Click Start, click All Programs, click Microsoft Forefront TMG, and then click Forefront TMG Management.

If the Getting Started wizard appears automatically in the Forefront TMG Management console, close it.

In the console tree, expand Forefront TMG, and then click Logs & Reports.

In the details pane, click the Logging tab.

On the Tasks tab, click Configure Web Proxy Logging.

On the Logs tab, ensure that Enable logging for this service is selected.

Click SQL Server Express Database (on local server), and then click Options.

Select ISALogs to store logs in the default location. To store files in an alternative location, click This folder, and specify the path. There are a number of requirements when specifying an alternate location. For more information, see Configuring the log location, at Microsoft TechNet.

Configure the log properties as follows:

• Select Limit total size of log files and specify a maximum size. Each log file is limited to 1.5 GB. When a log file reaches 1.5 GB, a new file is automatically created.
  
  
• Select Maintain free disk space and specify the free space.
  
  
• Select Deleting older log files as necessary to specify that the oldest log files are deleted automatically in accordance with the specified size limits.
  
  
• Select Discarding new log entries to stop logging new entries (while keeping all the old log information) in accordance with the specified size limits. New entries are not logged until you change limits or delete old files. An alert is issued to notify you of this event.
  
  
• Select Delete files older than to delete log files older than the specified days. To delete old files from storage, decrease this number.
  
  
• Select Compress log files to reduce log file size. Compression is only applied to log files stored on NTFS volumes.
  
  

On the Fields tab, select the Forefront UAG fields to display in the SQL Server log, and then click OK.

Click Start, click All Programs, click Microsoft Forefront TMG, and then click Forefront TMG Management.

If the Getting Started wizard appears automatically in the Forefront TMG Management console, close it.

In the console tree, expand Forefront TMG, and then click Logs & Reports.

In the details pane, click the Logging tab.

On the Tasks tab, click Configure Web Proxy Logging.

On the Logs tab, ensure that Enable logging for this service is selected.

Click SQL Database, and then click Options.
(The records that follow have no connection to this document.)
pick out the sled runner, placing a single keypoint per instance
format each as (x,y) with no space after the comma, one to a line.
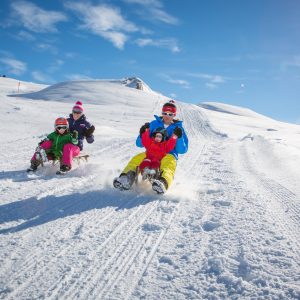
(147,175)
(43,157)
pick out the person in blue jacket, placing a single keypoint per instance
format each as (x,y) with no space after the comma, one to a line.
(169,162)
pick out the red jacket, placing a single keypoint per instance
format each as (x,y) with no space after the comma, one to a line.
(156,151)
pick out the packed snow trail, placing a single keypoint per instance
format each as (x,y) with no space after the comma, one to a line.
(228,228)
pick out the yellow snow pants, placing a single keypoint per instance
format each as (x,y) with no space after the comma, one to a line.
(167,166)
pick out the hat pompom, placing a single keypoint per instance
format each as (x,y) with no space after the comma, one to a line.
(78,106)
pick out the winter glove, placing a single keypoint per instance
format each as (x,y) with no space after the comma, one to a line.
(144,127)
(90,139)
(75,134)
(89,132)
(178,132)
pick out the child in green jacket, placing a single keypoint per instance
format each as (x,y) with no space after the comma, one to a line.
(53,147)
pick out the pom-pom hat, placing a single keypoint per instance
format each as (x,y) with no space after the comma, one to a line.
(170,106)
(78,107)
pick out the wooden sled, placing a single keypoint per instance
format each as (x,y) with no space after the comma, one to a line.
(149,177)
(78,159)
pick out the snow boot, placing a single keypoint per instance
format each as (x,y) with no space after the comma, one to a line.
(124,181)
(33,165)
(160,185)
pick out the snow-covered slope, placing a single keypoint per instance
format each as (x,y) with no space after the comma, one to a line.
(228,228)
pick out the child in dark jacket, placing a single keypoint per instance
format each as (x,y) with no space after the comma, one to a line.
(156,148)
(78,121)
(52,148)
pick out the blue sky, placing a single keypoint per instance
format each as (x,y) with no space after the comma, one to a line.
(244,53)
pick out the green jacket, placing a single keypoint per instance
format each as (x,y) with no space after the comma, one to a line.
(58,142)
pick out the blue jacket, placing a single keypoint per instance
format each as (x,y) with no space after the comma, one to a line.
(81,125)
(182,144)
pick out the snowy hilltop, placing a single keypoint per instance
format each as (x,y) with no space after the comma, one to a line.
(228,227)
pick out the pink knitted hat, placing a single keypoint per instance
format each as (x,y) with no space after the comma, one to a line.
(78,107)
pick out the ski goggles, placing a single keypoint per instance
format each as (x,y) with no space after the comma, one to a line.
(59,127)
(167,114)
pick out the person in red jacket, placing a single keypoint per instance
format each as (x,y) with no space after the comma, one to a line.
(156,148)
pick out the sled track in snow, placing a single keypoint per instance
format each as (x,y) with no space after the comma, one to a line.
(277,196)
(65,249)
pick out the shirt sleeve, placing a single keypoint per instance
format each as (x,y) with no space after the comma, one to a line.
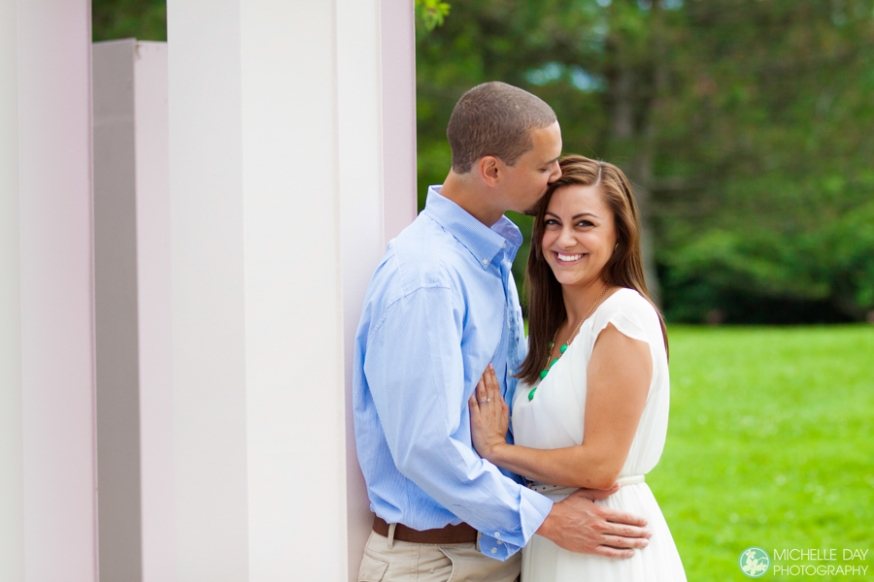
(415,370)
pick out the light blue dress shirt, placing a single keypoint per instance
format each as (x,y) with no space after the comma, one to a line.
(441,306)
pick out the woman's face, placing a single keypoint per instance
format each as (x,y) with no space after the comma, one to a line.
(579,234)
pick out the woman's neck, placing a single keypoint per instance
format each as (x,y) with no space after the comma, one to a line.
(580,300)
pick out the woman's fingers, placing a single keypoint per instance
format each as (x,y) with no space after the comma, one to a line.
(481,388)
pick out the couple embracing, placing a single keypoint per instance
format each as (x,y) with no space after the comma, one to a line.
(476,442)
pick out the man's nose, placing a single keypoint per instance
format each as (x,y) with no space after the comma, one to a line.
(566,238)
(556,172)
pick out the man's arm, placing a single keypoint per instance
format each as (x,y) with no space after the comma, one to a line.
(579,525)
(415,373)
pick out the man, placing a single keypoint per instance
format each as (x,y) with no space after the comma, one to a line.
(441,306)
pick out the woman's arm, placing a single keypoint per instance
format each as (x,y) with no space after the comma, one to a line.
(618,379)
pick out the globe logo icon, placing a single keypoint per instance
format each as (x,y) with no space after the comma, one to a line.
(754,562)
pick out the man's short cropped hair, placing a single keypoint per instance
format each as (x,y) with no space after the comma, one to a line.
(495,119)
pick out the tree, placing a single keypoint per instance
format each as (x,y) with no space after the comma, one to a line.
(743,124)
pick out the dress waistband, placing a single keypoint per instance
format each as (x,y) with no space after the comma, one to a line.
(547,489)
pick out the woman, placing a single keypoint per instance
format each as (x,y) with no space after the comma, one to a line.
(592,407)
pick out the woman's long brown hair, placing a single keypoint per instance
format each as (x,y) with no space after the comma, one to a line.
(546,312)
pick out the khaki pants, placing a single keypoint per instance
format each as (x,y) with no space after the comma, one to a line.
(388,560)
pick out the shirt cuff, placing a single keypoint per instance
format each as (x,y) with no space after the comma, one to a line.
(533,509)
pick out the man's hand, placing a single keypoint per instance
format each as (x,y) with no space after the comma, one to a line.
(579,525)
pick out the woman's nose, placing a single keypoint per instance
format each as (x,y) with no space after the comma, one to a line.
(566,238)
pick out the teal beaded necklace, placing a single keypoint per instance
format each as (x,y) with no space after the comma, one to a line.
(563,348)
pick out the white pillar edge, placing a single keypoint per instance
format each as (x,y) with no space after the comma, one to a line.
(154,304)
(361,120)
(56,293)
(207,302)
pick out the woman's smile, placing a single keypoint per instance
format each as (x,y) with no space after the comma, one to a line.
(567,259)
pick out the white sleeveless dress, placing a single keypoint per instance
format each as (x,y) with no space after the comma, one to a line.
(555,417)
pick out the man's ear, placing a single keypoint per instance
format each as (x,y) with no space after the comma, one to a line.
(489,168)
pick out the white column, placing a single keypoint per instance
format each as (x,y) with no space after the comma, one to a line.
(278,193)
(11,411)
(153,280)
(47,376)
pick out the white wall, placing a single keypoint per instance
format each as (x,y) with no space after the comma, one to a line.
(54,295)
(153,279)
(132,272)
(280,204)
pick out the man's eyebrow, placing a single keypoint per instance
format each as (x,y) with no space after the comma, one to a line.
(575,216)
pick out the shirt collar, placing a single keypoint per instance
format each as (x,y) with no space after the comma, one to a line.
(483,242)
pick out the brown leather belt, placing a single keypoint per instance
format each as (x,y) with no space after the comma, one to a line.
(451,534)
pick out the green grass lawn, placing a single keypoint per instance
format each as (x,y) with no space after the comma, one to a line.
(770,444)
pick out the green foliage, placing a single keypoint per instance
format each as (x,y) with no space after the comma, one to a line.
(745,123)
(769,443)
(140,19)
(431,13)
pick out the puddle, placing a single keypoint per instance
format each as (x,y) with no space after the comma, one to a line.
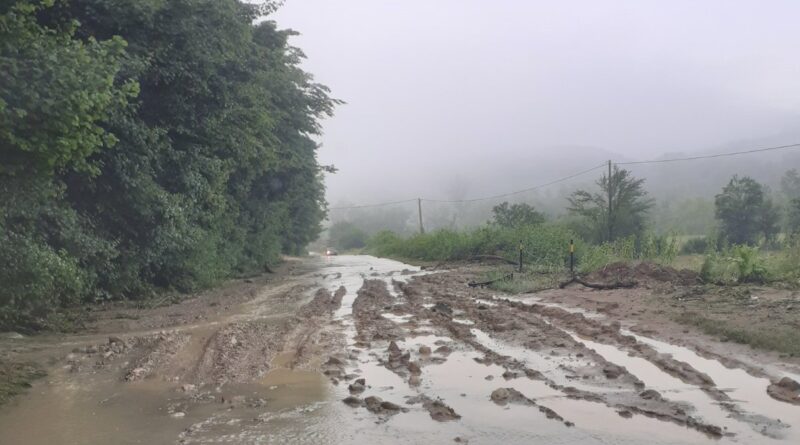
(674,389)
(749,392)
(301,407)
(530,300)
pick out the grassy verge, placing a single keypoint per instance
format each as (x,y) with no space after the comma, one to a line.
(16,378)
(784,339)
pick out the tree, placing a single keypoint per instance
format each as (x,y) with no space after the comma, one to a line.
(150,145)
(790,184)
(744,212)
(793,217)
(790,188)
(627,213)
(516,215)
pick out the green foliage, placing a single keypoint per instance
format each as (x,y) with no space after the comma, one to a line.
(793,217)
(629,207)
(55,93)
(737,264)
(213,169)
(695,245)
(516,215)
(344,235)
(745,213)
(781,339)
(543,246)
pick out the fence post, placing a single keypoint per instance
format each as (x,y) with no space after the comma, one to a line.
(572,258)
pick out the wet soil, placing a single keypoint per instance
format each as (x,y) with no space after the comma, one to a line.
(356,349)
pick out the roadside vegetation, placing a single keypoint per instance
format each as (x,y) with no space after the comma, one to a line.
(16,378)
(149,146)
(747,246)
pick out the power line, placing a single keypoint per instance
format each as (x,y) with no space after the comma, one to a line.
(536,187)
(574,175)
(718,155)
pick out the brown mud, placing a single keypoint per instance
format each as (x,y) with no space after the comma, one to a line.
(355,349)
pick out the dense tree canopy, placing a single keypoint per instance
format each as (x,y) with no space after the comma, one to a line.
(149,144)
(745,212)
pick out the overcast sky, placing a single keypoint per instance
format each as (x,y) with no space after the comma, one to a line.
(439,89)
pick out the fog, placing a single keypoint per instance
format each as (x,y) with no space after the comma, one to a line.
(453,99)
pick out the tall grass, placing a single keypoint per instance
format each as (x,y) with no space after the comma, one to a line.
(542,245)
(545,247)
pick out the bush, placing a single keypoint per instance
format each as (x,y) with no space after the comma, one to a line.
(543,245)
(695,246)
(737,264)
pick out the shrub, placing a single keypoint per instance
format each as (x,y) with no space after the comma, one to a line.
(695,246)
(542,245)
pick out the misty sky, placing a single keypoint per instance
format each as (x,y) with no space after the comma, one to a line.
(438,90)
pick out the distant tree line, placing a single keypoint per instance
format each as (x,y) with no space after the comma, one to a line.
(149,145)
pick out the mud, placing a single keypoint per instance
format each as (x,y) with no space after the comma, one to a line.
(786,390)
(362,350)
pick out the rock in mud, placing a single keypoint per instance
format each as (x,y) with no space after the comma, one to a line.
(650,394)
(352,401)
(443,350)
(503,396)
(443,308)
(786,390)
(390,406)
(439,411)
(612,371)
(378,406)
(357,387)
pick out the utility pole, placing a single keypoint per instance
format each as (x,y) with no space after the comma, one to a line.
(419,208)
(610,220)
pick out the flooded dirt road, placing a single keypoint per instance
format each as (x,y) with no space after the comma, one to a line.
(362,350)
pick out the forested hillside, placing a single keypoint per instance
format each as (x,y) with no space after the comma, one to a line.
(148,145)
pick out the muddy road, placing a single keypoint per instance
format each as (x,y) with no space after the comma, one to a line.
(356,349)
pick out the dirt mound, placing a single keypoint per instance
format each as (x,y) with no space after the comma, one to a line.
(643,273)
(786,390)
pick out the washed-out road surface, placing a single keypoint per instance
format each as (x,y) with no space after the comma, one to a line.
(363,350)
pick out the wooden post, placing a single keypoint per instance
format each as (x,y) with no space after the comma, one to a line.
(572,258)
(419,208)
(610,223)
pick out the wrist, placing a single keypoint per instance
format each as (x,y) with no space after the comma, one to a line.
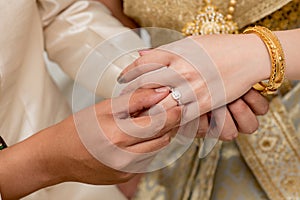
(243,55)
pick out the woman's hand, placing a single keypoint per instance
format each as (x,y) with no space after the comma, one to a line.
(209,71)
(62,153)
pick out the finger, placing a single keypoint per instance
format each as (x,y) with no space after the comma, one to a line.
(157,78)
(222,125)
(245,118)
(154,60)
(166,104)
(144,51)
(148,127)
(258,103)
(203,126)
(137,101)
(152,145)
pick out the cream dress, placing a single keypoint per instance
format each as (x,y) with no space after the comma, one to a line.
(29,100)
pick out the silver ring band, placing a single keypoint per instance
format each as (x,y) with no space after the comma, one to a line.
(176,95)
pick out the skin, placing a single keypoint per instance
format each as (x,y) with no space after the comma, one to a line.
(56,154)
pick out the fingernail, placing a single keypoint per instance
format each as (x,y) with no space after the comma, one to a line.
(162,89)
(121,79)
(143,52)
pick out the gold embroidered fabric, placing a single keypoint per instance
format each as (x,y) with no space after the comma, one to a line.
(224,174)
(273,153)
(174,14)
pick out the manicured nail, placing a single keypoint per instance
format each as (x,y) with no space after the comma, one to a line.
(121,79)
(162,89)
(143,52)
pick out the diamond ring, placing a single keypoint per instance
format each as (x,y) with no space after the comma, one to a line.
(176,95)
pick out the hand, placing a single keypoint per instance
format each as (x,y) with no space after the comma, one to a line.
(57,154)
(205,73)
(240,116)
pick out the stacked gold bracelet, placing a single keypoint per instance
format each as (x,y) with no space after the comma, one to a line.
(277,60)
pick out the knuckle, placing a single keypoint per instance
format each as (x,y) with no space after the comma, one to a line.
(125,176)
(264,109)
(238,107)
(139,62)
(229,136)
(250,128)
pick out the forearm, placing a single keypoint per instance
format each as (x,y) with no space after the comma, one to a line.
(23,167)
(290,41)
(245,60)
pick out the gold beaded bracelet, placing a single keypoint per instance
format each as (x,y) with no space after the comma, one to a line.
(277,60)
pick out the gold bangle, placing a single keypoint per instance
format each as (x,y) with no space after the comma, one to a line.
(277,59)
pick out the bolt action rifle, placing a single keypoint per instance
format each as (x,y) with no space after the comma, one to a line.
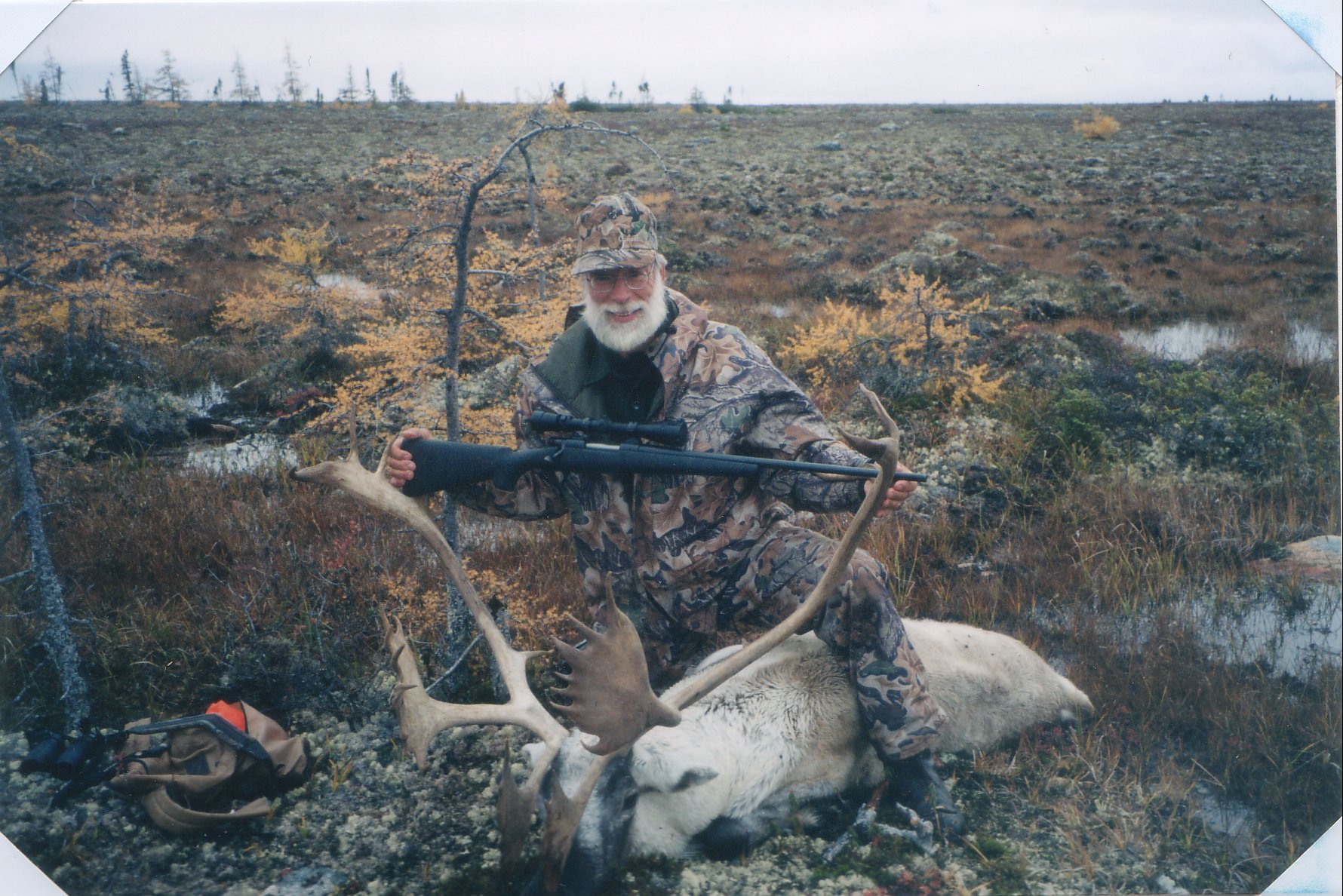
(597,446)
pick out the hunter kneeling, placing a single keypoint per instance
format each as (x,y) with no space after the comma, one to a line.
(690,554)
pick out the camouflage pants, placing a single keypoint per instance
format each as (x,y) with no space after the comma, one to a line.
(860,624)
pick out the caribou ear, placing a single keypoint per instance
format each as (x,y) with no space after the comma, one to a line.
(693,777)
(664,772)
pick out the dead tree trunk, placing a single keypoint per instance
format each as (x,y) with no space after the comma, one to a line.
(57,637)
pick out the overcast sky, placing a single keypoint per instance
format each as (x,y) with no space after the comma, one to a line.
(767,51)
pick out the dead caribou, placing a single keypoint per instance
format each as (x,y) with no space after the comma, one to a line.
(613,705)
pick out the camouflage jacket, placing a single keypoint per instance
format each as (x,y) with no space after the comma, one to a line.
(673,543)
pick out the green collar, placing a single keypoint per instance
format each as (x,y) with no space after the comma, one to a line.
(576,362)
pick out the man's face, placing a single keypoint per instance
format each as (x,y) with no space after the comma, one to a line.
(623,306)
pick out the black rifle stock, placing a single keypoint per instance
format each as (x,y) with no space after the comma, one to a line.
(446,465)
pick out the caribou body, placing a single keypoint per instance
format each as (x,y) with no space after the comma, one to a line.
(721,777)
(786,731)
In Database Connection Parameters, specify the SQL Server database details, as follows:

1. In Server, type the name of the computer running SQL Server to which the information will be logged.
   
   
2. In Port, type the port number to use. The default port of the computer running SQL Server is 1433.
   
   
3. In Database, type the name of the database on the computer running SQL Server.
   
   
4. In Table, specify a table name.
   
   
5. Click Force data encryption to specify that a secure connection should be used between Forefront TMG and the SQL Server computer. This setting is enabled by default to help secure log file information. To use this setting, you must have a server certificate configured on the SQL Server computer, and a root certificate for the CA that issued the server certificate on the Forefront TMG server. For more information, see Encrypting connections to SQL Server, at Microsoft TechNet.
   
   
6. In Authentication Details, select Use Windows authentication to authenticate to the SQL Server using the computer account, or select Use SQL server authentication to authenticate against SQL Server using a SQL Server account.
   
   
7. In User and Password, type the credentials to be used. Ensure that the account has permissions to authenticate to the SQL Server computer.
   
   
8. Click Test to verify connectivity to the SQL Server computer.
   
   

On the Fields tab, select the Forefront UAG fields to display in the SQL Server log, and then click OK.

Open a command line prompt and navigate to the MonitorMgr folder of the Forefront UAG installation directory. If Forefront UAG is installed in Program Files, the folder is located as follows: Program Files\Microsoft Forefront Unified Access Gateway\utils\MonitorMgr\.

At the command line, type the following:

1. MonitorMgrUtil –setsqllogging 1, to enable SQL Server logging
   
   
2. MonitorMgrUtil –setsqllogging 0, to disable SQL Server logging
   
   
3. Note that instead of typing “setsqllogging” you can use the shorter abbreviation of “ssl”. For example MonitorMgrUtil –ssl 1, to enable SQL Server logging. In this case “ssl” is not an abbreviation for secure sockets layer.
   
   

On the toolbar of the Forefront UAG Management console, click the Activate configuration icon, and then click Activate.

Restart the Forefront UAG Monitor Manager service.

In the Forefront TMG Management console, in the console tree, click Logs & Reports.

In the details pane, click the Logging tab.

On the Tasks tab, click Edit Filter.

In the Edit Filter dialog box, In Filter by, set Log Record Type to Web Proxy Filter. To save the filter definition, click Save Filter and specify a name for the .xml query file.

Click Start Query. Query results are displayed in the Logging tab.

To customize the fields displayed in the logging tab, right-click any column title header in the results list, and then click Add/Remove columns. In the Add/Remove Columns dialog box, add or remove columns as required. For a list of Forefront UAG-specific logging fields, see SQL Server logging fields in the Technical Reference.